Aquella descripción parecía sacada de una novela gótica. Me estremecí ligeramente. Recordé el llanto de mi madre mientras leía el nombre de la mujer y la dirección en el sobre. Había oído historias sobre los evacuados, sobre cosas que les habían sucedido.

—¿Es un recuerdo terrible? —pregunté de pronto.

—Oh, no, en absoluto. No fue terrible, todo lo contrario.

—Pero la carta te ha hecho…

—La carta ha sido una sorpresa, nada más. Un recuerdo de hace muchos años.

Mi madre se calló. Pensé en la evacuación, seguramente para ella había sido abrumador, terrorífico, extraño, el hecho de haber sido enviada a un lugar desconocido, donde todas las cosas y las personas eran tan diferentes. Yo tenía frescas aún las experiencias de mi infancia, el horror de ser lanzada a situaciones nuevas, desconcertantes, los furiosos lazos forjados —por necesidad, para sobrevivir— con edificios, con adultos comprensivos, con amigos especiales.

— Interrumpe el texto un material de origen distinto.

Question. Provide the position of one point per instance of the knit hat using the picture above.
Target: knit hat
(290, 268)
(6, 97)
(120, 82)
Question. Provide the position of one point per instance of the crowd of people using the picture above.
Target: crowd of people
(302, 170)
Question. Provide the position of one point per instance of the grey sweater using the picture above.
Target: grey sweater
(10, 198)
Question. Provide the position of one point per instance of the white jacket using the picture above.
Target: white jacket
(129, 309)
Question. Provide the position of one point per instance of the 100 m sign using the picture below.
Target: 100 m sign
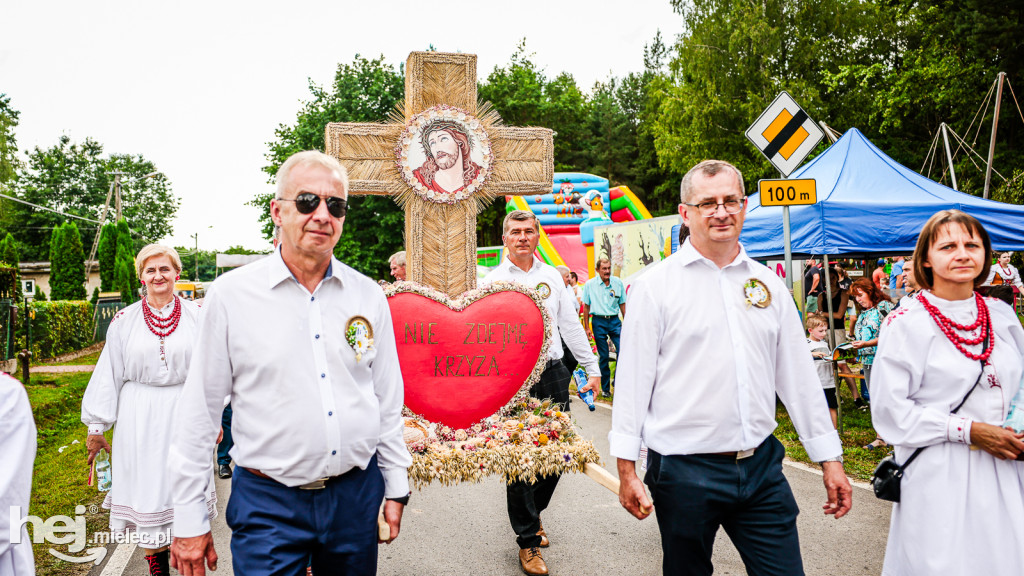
(787, 193)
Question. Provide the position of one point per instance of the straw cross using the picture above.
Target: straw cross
(440, 239)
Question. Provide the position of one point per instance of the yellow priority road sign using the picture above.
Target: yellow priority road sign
(784, 133)
(787, 193)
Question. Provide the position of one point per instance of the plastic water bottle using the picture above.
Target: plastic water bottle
(580, 375)
(102, 470)
(1015, 419)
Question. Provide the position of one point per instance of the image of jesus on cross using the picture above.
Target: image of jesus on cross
(449, 166)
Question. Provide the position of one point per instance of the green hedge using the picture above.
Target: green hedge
(57, 328)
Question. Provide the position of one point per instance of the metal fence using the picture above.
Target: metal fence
(103, 314)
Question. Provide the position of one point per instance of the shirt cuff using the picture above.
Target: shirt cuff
(822, 447)
(624, 446)
(395, 482)
(190, 520)
(958, 429)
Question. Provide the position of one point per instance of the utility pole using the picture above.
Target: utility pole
(995, 123)
(196, 253)
(949, 157)
(115, 191)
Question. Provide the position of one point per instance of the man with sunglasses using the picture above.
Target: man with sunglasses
(712, 338)
(316, 415)
(603, 300)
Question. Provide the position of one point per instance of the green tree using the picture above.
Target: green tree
(8, 144)
(124, 264)
(127, 282)
(75, 261)
(67, 263)
(734, 58)
(8, 251)
(58, 284)
(366, 90)
(75, 177)
(107, 253)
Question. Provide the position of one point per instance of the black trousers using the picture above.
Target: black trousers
(694, 495)
(526, 501)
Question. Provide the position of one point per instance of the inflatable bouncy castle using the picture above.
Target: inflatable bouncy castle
(567, 216)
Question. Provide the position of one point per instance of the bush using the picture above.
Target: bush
(58, 327)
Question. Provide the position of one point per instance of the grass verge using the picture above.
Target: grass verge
(58, 482)
(857, 432)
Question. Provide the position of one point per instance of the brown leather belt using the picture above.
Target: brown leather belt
(314, 485)
(734, 455)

Al recordar esas urgentes amistades, se me ocurrió algo.

—Mamá, ¿volviste alguna vez a Milderhurst después de la guerra?

Ella levantó bruscamente la mirada.

—Claro que no. ¿Por qué habría de hacerlo?

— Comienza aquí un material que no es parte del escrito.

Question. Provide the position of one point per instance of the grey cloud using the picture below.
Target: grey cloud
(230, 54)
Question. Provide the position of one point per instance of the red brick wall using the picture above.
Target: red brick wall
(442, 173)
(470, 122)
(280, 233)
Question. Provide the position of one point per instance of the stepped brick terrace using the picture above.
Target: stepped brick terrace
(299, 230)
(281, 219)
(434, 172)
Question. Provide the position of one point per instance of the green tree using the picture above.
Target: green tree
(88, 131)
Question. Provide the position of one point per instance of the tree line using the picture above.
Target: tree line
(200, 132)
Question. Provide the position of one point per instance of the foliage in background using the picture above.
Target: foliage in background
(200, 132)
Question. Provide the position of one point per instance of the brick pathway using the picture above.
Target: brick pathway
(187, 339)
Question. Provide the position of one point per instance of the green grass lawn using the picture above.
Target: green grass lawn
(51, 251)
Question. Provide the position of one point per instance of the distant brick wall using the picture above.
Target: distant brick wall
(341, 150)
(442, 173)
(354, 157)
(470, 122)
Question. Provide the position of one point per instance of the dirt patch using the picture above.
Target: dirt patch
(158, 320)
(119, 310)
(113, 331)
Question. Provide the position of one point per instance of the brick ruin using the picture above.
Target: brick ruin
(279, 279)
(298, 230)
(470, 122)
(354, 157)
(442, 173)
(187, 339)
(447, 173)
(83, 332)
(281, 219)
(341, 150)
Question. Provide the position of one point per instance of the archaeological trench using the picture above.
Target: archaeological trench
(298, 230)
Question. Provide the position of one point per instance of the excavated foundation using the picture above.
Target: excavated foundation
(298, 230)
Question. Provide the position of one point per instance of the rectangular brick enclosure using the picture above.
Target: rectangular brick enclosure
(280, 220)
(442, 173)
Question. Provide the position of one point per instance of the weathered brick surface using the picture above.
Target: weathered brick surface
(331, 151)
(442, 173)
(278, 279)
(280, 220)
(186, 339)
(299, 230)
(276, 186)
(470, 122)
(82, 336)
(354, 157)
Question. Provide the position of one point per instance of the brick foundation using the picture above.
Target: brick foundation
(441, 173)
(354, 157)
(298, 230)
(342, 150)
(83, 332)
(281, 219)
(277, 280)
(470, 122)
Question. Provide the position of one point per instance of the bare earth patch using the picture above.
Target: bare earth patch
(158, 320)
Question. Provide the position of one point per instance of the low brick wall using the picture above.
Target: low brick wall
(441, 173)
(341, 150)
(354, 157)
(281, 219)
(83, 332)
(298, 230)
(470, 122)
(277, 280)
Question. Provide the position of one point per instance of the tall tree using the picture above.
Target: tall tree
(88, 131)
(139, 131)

—No lo sé. Para saludar a tus conocidos y saber qué ha sido de ellos. Para visitar a tu amiga.

—No —respondió con firmeza—. Tenía a mi familia en Londres, mi madre no podía prescindir de mí, y además había mucho que hacer después de la guerra. La vida real siguió su curso.

Y con esas palabras, el velo familiar cayó sobre nosotras y supe que la conversación había acabado.

* * *

Al final no comimos el pollo. Mi madre dijo que no se sentía bien y me preguntó si podíamos dejarlo para otro fin de semana. Me pareció poco amable recordarle que de todas formas yo no como carne y mi asistencia era una especie de servicio filial. Dije que no tenía inconveniente y le sugerí que se acostara. Ella se mostró de acuerdo, y mientras yo recogía mis cosas para guardarlas en el bolso, tomó dos aspirinas y me recordó que me protegiera las orejas del viento.

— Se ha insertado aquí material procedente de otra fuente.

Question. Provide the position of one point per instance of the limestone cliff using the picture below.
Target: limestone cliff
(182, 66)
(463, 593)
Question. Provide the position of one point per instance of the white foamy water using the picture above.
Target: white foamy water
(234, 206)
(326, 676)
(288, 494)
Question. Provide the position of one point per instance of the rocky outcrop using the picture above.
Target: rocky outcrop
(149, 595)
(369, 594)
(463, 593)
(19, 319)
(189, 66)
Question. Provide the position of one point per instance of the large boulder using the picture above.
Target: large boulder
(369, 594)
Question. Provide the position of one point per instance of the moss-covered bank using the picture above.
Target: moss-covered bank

Mi padre se pasó durmiendo el tiempo que duró todo este episodio. Es mayor que mi madre y se jubiló hace unos meses. La jubilación no le sienta bien; durante la semana deambula por la casa, buscando cosas para reparar y ordenar —y volviendo loca a mi madre—, y el domingo descansa en su sillón. Es el derecho natural del hombre de la casa, asegura ante quien esté dispuesto a oírlo.

Le di un beso en la mejilla y me marché. Camino del metro me enfrenté al viento helado, cansada, nerviosa y algo deprimida por regresar sola al apartamento endemoniadamente caro que hasta hacía poco había compartido con Jamie. Solo al llegar a cierto punto entre las estaciones High Street Kensington y Notting Hill Gate caí en la cuenta de que mi madre no me había contado qué decía la carta.